According to the Ministry of Environment, there were 1,400 reported droughts nationwide between 1985 and 2004, mainly in the dry zone, with the most severe being in 2001, 2004 and this year when the monsoon rains arrived almost one month later than usual. The country has two monsoons annually, with the next one expected to arrive in December and ending next March.
“[Farmers] need to take in more water to flush out the chemicals, but they don’t. Sometimes we just can’t imagine the extreme heat they work in,” Dissanayake added.
The water farmers are drinking is contaminated with high levels of calcium, fluoride and dissolved solids due, in part, to geography, CSE reported.
“High temperatures in Sri Lanka and long working hours in the paddy field mean that there is a high consumption of [contaminated] water, which is readily filtered by the kidney but not readily secreted by the renal tubules.”
According to the National Water Supply and Drainage Board, 80 percent of the population has access to “safe” water sources, but only 30 percent has access to piped water, which health experts say is safer than the more commonly used hand-dug wells.
Sri Lanka has been going through a severe dry spell since mid-April with temperatures in some of the areas reporting chronic kidney disease, including the north-central Pollonnaruwa District, reaching 34-35 Celsius. Though rains have arrived in the country’s south, they have yet to reach the central-northern dry zone.
“Temperatures are on the rise and will keep rising, even after this dry spell is over,” said Malika Wimalasooriya, head of the climate change unit at the Department of Meteorology, who attributed rising temperatures to changing global weather patterns.
The more extreme heat has sped up surface water evaporation and shrunk groundwater resources, he added.
Other researchers point to unregulated use of fertilizer and pesticide as causes. “But water is at the heart of the problem,” said Channa Jayasumana from the faculty of medicine at Rajarata University in North Central Province, who explained how farmers try to salvage heat-withered crops with often incorrectly used fertilizer and pesticide.
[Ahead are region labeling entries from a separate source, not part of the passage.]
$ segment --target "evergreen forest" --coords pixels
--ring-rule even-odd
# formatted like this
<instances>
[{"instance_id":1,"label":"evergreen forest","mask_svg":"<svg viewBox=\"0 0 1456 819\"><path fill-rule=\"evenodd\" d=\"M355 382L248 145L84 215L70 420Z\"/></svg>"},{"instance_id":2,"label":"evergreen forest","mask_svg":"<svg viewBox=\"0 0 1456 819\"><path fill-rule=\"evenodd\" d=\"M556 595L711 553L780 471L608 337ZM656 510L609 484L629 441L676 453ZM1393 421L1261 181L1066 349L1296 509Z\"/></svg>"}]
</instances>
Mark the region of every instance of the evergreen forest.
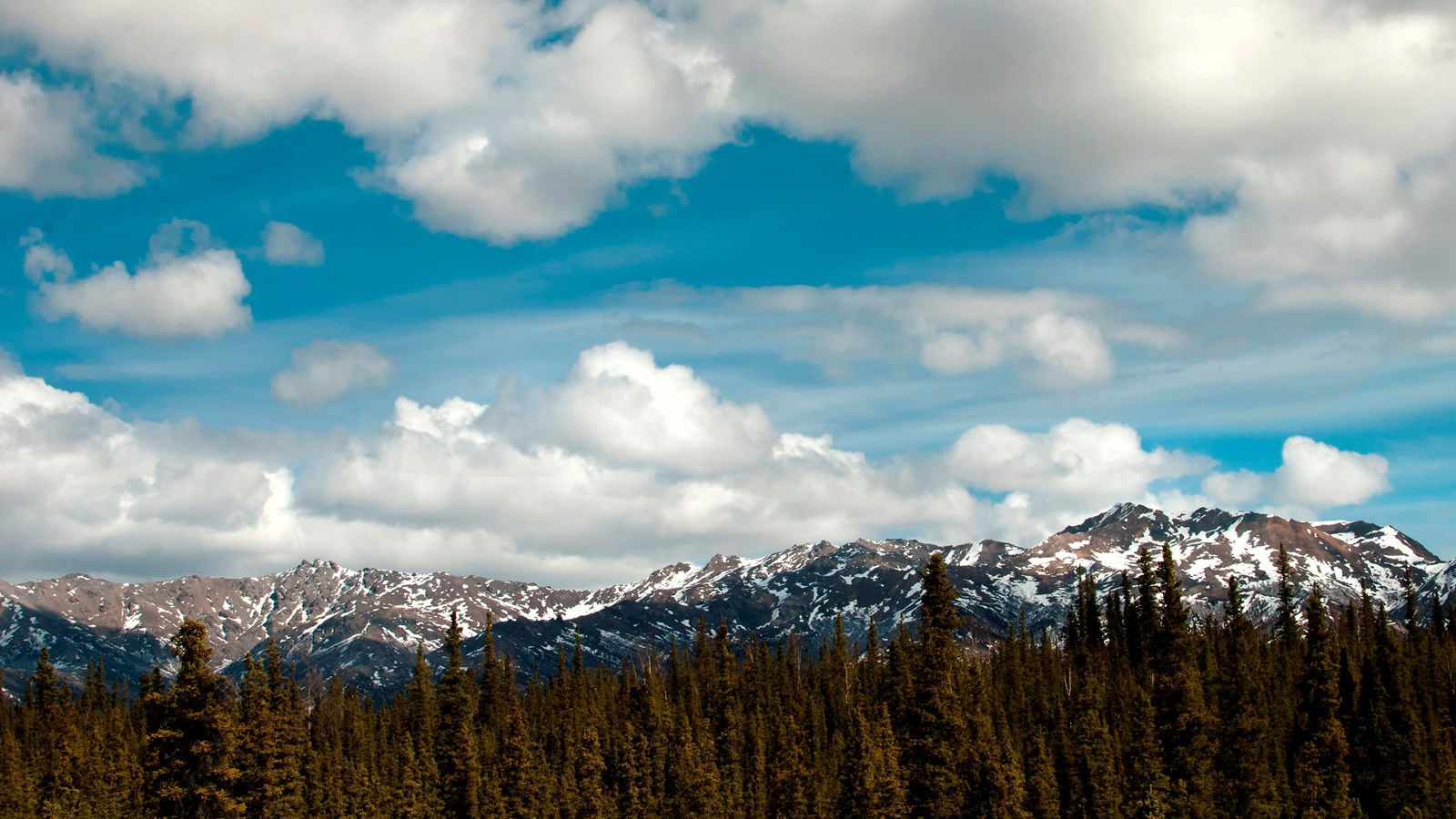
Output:
<instances>
[{"instance_id":1,"label":"evergreen forest","mask_svg":"<svg viewBox=\"0 0 1456 819\"><path fill-rule=\"evenodd\" d=\"M453 625L387 702L271 644L234 683L185 621L172 678L96 663L73 691L42 654L0 708L0 816L1456 818L1453 612L1329 606L1281 568L1268 630L1236 583L1190 612L1165 546L1083 577L1059 634L973 648L938 555L917 622L863 644L700 622L526 682Z\"/></svg>"}]
</instances>

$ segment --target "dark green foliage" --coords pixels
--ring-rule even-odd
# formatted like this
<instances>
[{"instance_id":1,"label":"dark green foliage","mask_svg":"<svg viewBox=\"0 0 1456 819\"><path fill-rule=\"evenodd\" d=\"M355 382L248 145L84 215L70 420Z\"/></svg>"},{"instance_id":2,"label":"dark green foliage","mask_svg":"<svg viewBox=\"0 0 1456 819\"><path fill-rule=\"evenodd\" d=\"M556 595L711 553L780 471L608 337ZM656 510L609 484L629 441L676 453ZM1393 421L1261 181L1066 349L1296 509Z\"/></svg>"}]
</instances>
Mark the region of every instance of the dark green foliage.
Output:
<instances>
[{"instance_id":1,"label":"dark green foliage","mask_svg":"<svg viewBox=\"0 0 1456 819\"><path fill-rule=\"evenodd\" d=\"M703 621L617 672L563 641L558 673L518 686L489 624L478 669L454 624L444 669L421 648L383 705L338 679L304 697L271 644L234 691L186 621L176 678L135 695L99 665L76 695L42 654L0 705L0 819L1456 819L1449 612L1331 618L1315 589L1302 627L1286 557L1265 634L1236 583L1191 615L1171 557L1079 579L1063 634L1021 624L990 648L958 640L941 560L917 628L863 647L843 624L770 646Z\"/></svg>"}]
</instances>

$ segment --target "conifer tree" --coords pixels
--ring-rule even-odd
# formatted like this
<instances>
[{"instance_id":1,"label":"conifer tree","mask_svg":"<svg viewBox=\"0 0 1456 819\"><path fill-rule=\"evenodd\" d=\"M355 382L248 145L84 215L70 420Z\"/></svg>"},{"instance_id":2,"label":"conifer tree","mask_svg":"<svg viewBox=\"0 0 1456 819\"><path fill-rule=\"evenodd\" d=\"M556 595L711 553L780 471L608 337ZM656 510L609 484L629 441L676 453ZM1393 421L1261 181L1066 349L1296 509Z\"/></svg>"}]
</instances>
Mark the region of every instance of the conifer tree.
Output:
<instances>
[{"instance_id":1,"label":"conifer tree","mask_svg":"<svg viewBox=\"0 0 1456 819\"><path fill-rule=\"evenodd\" d=\"M440 727L435 734L435 767L444 794L446 815L478 819L480 815L480 758L476 752L475 675L464 666L460 621L450 612L446 631L446 672L440 679L435 702Z\"/></svg>"},{"instance_id":2,"label":"conifer tree","mask_svg":"<svg viewBox=\"0 0 1456 819\"><path fill-rule=\"evenodd\" d=\"M147 806L165 818L239 816L232 691L208 667L207 627L183 619L172 654L181 662L176 679L169 689L149 692L143 704Z\"/></svg>"},{"instance_id":3,"label":"conifer tree","mask_svg":"<svg viewBox=\"0 0 1456 819\"><path fill-rule=\"evenodd\" d=\"M1299 748L1294 755L1294 810L1310 819L1345 819L1350 799L1350 748L1340 723L1338 670L1329 644L1324 596L1316 584L1305 603L1307 635L1300 682Z\"/></svg>"},{"instance_id":4,"label":"conifer tree","mask_svg":"<svg viewBox=\"0 0 1456 819\"><path fill-rule=\"evenodd\" d=\"M945 555L930 555L920 573L920 640L914 663L913 711L907 727L910 806L917 816L960 816L965 799L961 775L965 717L957 691L961 624Z\"/></svg>"}]
</instances>

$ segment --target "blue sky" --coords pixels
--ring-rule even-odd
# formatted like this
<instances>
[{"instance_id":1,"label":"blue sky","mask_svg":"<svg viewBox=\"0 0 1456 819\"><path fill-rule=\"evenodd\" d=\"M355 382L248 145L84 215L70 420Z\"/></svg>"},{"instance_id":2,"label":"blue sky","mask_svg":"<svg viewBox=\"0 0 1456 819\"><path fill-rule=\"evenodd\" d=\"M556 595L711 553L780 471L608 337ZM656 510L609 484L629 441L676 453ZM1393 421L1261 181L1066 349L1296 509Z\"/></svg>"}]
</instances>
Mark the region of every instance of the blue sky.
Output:
<instances>
[{"instance_id":1,"label":"blue sky","mask_svg":"<svg viewBox=\"0 0 1456 819\"><path fill-rule=\"evenodd\" d=\"M1456 557L1456 16L1086 6L0 0L0 576Z\"/></svg>"}]
</instances>

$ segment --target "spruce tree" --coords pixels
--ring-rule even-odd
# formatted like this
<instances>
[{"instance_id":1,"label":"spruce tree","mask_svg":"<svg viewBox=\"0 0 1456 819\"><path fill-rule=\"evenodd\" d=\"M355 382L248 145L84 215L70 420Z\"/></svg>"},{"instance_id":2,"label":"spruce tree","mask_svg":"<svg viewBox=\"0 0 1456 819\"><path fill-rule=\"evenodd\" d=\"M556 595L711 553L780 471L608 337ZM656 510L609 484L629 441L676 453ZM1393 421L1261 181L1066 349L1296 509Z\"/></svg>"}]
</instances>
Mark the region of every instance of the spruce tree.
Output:
<instances>
[{"instance_id":1,"label":"spruce tree","mask_svg":"<svg viewBox=\"0 0 1456 819\"><path fill-rule=\"evenodd\" d=\"M1318 584L1305 603L1305 621L1307 634L1294 753L1294 812L1309 819L1347 819L1354 809L1347 761L1350 746L1340 723L1338 669Z\"/></svg>"},{"instance_id":2,"label":"spruce tree","mask_svg":"<svg viewBox=\"0 0 1456 819\"><path fill-rule=\"evenodd\" d=\"M232 686L208 667L207 627L183 619L172 654L181 663L172 686L143 702L147 806L163 818L240 816Z\"/></svg>"},{"instance_id":3,"label":"spruce tree","mask_svg":"<svg viewBox=\"0 0 1456 819\"><path fill-rule=\"evenodd\" d=\"M930 555L920 573L920 640L916 650L914 689L906 726L910 806L916 816L960 816L965 800L965 717L958 692L955 631L961 624L955 587L945 555Z\"/></svg>"},{"instance_id":4,"label":"spruce tree","mask_svg":"<svg viewBox=\"0 0 1456 819\"><path fill-rule=\"evenodd\" d=\"M446 631L446 672L440 679L435 704L440 727L435 733L435 767L446 815L456 819L478 819L480 815L480 758L476 752L475 675L464 666L460 621L450 612Z\"/></svg>"}]
</instances>

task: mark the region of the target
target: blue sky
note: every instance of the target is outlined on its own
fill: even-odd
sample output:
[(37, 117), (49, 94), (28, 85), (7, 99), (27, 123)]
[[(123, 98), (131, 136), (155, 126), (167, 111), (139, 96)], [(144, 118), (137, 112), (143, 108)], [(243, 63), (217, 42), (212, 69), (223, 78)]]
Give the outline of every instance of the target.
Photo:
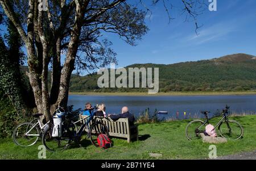
[(118, 54), (118, 66), (134, 63), (173, 64), (236, 53), (256, 55), (256, 1), (217, 2), (217, 11), (207, 9), (198, 17), (199, 24), (203, 24), (198, 30), (198, 36), (195, 23), (184, 22), (185, 16), (180, 16), (179, 9), (170, 11), (175, 19), (169, 23), (160, 4), (151, 8), (152, 15), (146, 19), (150, 30), (142, 41), (137, 41), (137, 46), (108, 35)]
[[(198, 16), (199, 24), (203, 24), (198, 30), (199, 35), (195, 31), (195, 23), (184, 22), (185, 15), (180, 15), (181, 0), (168, 1), (180, 7), (170, 11), (175, 19), (169, 23), (161, 3), (148, 6), (152, 15), (149, 18), (150, 14), (147, 15), (146, 23), (150, 30), (141, 41), (136, 42), (137, 46), (127, 44), (114, 34), (104, 35), (113, 43), (117, 67), (135, 63), (169, 64), (236, 53), (256, 55), (256, 1), (217, 0), (217, 11), (207, 9)], [(205, 2), (210, 3), (208, 0)], [(1, 29), (5, 30), (2, 27)]]

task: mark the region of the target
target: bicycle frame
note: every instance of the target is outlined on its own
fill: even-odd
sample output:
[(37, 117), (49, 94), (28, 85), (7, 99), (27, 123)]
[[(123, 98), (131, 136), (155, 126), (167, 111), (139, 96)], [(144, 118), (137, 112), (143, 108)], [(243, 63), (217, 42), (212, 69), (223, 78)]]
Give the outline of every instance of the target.
[(84, 118), (81, 119), (80, 120), (77, 120), (77, 121), (76, 122), (74, 122), (74, 124), (76, 125), (76, 123), (77, 123), (80, 122), (81, 122), (81, 121), (82, 121), (82, 120), (84, 120), (84, 119), (86, 119), (86, 118), (90, 118), (88, 119), (88, 120), (87, 120), (87, 122), (86, 122), (86, 123), (84, 123), (84, 124), (82, 124), (81, 126), (81, 127), (79, 128), (79, 130), (77, 131), (77, 132), (76, 134), (76, 136), (80, 136), (81, 135), (82, 132), (82, 131), (83, 131), (83, 130), (84, 130), (84, 128), (85, 128), (85, 127), (88, 126), (88, 123), (89, 123), (89, 122), (90, 122), (90, 120), (92, 119), (92, 117), (93, 117), (93, 115), (89, 115), (89, 116), (87, 116), (87, 117), (85, 117), (85, 118)]
[(47, 122), (47, 123), (46, 123), (45, 124), (44, 124), (43, 126), (42, 126), (41, 123), (40, 122), (39, 119), (38, 119), (38, 121), (36, 123), (35, 123), (31, 128), (30, 128), (30, 130), (28, 130), (28, 131), (27, 132), (27, 133), (26, 133), (25, 135), (26, 136), (39, 136), (40, 134), (28, 134), (30, 131), (31, 131), (31, 130), (35, 128), (36, 126), (38, 126), (38, 124), (39, 125), (40, 128), (41, 129), (41, 131), (43, 130), (43, 129), (46, 127), (47, 125), (48, 124), (48, 123), (49, 123), (49, 120), (48, 122)]
[[(216, 117), (214, 117), (214, 118), (216, 118)], [(209, 120), (210, 120), (210, 119), (213, 119), (213, 118), (210, 118), (210, 119), (208, 119), (207, 115), (206, 115), (206, 119), (205, 119), (205, 120), (204, 122), (204, 123), (202, 124), (201, 124), (197, 129), (198, 129), (198, 130), (200, 130), (200, 128), (201, 128), (201, 127), (203, 127), (203, 126), (204, 126), (204, 125), (206, 124), (207, 123), (207, 124), (209, 124)], [(220, 125), (220, 124), (221, 123), (222, 123), (222, 122), (223, 122), (223, 120), (226, 120), (226, 121), (227, 121), (228, 127), (229, 129), (230, 130), (230, 128), (229, 125), (229, 124), (228, 124), (228, 117), (226, 116), (225, 113), (223, 114), (223, 117), (222, 117), (222, 118), (221, 118), (221, 119), (220, 120), (220, 121), (216, 124), (216, 125), (214, 127), (213, 130), (215, 129), (218, 125)]]

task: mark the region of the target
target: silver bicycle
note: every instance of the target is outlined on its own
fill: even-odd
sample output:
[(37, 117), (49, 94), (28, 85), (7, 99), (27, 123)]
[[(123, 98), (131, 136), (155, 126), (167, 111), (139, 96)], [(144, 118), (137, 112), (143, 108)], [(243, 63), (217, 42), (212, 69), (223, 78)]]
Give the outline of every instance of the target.
[(14, 143), (22, 147), (29, 147), (36, 143), (39, 137), (42, 137), (44, 130), (49, 126), (49, 121), (42, 125), (39, 120), (39, 116), (42, 114), (32, 114), (34, 117), (37, 118), (38, 121), (35, 120), (30, 122), (22, 123), (17, 126), (13, 134), (13, 139)]

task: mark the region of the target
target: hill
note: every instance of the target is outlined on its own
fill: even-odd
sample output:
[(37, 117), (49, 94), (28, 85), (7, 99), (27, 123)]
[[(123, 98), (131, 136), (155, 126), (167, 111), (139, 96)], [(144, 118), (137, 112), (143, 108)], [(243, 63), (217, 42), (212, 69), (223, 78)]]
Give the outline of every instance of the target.
[[(174, 64), (135, 64), (126, 67), (159, 68), (161, 92), (171, 91), (242, 91), (256, 89), (256, 60), (238, 53), (211, 60)], [(97, 85), (100, 76), (73, 75), (71, 91), (146, 91), (146, 89), (103, 88)], [(118, 76), (116, 76), (117, 77)]]

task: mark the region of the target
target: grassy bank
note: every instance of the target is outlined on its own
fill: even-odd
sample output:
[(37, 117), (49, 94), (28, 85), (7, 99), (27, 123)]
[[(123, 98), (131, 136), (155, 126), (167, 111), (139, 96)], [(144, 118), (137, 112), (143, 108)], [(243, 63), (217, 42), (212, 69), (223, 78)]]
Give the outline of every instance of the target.
[(69, 92), (69, 94), (88, 95), (120, 95), (120, 96), (256, 95), (256, 91), (168, 92), (168, 93), (159, 93), (154, 94), (149, 94), (146, 92), (126, 92), (126, 93)]
[[(242, 139), (229, 140), (217, 144), (218, 156), (234, 154), (256, 149), (256, 115), (232, 117), (244, 128)], [(163, 155), (160, 159), (208, 159), (209, 144), (201, 139), (188, 141), (185, 128), (189, 122), (142, 124), (138, 127), (139, 141), (128, 144), (126, 140), (113, 138), (114, 147), (101, 149), (93, 146), (88, 139), (82, 140), (83, 147), (73, 145), (68, 149), (57, 153), (47, 151), (47, 159), (152, 159), (149, 153)], [(212, 123), (216, 123), (214, 120)], [(37, 159), (40, 141), (35, 145), (24, 148), (14, 144), (11, 139), (0, 141), (1, 159)]]

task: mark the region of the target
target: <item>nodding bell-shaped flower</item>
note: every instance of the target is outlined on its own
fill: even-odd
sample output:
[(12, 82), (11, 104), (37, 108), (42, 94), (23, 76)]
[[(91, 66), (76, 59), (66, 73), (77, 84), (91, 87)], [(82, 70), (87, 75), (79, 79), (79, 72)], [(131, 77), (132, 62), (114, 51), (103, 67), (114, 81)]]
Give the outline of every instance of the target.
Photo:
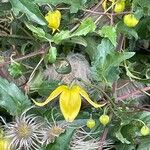
[(48, 27), (53, 30), (54, 33), (56, 30), (59, 30), (60, 20), (61, 20), (61, 13), (58, 10), (49, 11), (45, 15), (45, 19), (48, 22)]
[(61, 85), (57, 87), (44, 102), (33, 101), (37, 106), (44, 106), (58, 95), (60, 95), (60, 109), (67, 122), (72, 122), (77, 117), (81, 108), (81, 96), (95, 108), (100, 108), (105, 105), (93, 102), (86, 91), (78, 85), (73, 85), (72, 87)]

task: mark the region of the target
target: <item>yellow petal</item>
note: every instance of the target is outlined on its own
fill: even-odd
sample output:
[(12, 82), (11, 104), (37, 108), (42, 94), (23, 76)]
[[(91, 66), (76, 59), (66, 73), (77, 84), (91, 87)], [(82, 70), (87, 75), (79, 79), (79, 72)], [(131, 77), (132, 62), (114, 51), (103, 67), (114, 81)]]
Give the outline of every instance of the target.
[(81, 108), (81, 96), (76, 86), (63, 91), (60, 95), (60, 109), (66, 121), (72, 122)]
[(60, 13), (60, 11), (59, 10), (56, 10), (56, 11), (54, 11), (55, 12), (55, 15), (57, 16), (57, 17), (59, 17), (59, 19), (61, 19), (61, 13)]
[(66, 85), (61, 85), (61, 86), (57, 87), (44, 102), (39, 103), (39, 102), (36, 102), (33, 99), (32, 100), (35, 103), (35, 105), (37, 105), (37, 106), (44, 106), (47, 103), (49, 103), (51, 100), (56, 98), (66, 88), (68, 88)]
[(95, 102), (93, 102), (89, 95), (86, 93), (85, 90), (83, 90), (81, 87), (78, 86), (78, 88), (80, 89), (79, 93), (95, 108), (99, 108), (99, 107), (103, 107), (105, 104), (97, 104)]
[(61, 13), (58, 10), (48, 12), (45, 16), (45, 19), (48, 22), (48, 27), (51, 28), (54, 33), (60, 26)]
[(107, 0), (103, 0), (102, 7), (103, 7), (104, 11), (106, 11), (106, 9), (107, 9)]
Since the leading causes of chronic kidney disease worldwide are diabetes and hypertension, the fact that doctors reported the cases in Sri Lanka’s dry zone as water-related makes comparisons with other outbreaks difficult, said CSE’s deputy director, Chandra Bushan.
The closest comparison he noted is Balkan Endemic Nephropathy, a kidney disease (the causes of which remain unconfirmed) affecting farmers in parts of the former Yugoslavia. No new cases have been reported since the 1990s.
What to do?
Bushan calls for providing clean water through water purification units in the short term and piped water in the long term to the population at risk as well as improving medical facilities to handle kidney complications.
Though doctors conduct mobile clinics in high-risk areas, researchers say early detection is still weak overall. Treatment at government hospitals is free.
There are renal units at North Central Province’s main Anuradhapura Hospital, smaller units at two city hospitals in the province, a larger facility at Kandy hospital in neighbouring Central Province and a standalone national kidney unit in the capital, Colombo.
Jayasumana from Rajarata University told IRIN the government should regulate fertilizer and pesticide imports and use nationwide due to what he calls “rampant” unrestrained use of the products – an idea that has not received official backing.
On 22 August the Sri Lankan government announced it will begin distribution of water purification units in affected areas.
“The most effective way to curb the spread quickly would be to educate those at risk [on a regional level] on the dangers and the importance of water quality and water intake,” said Dissanayake.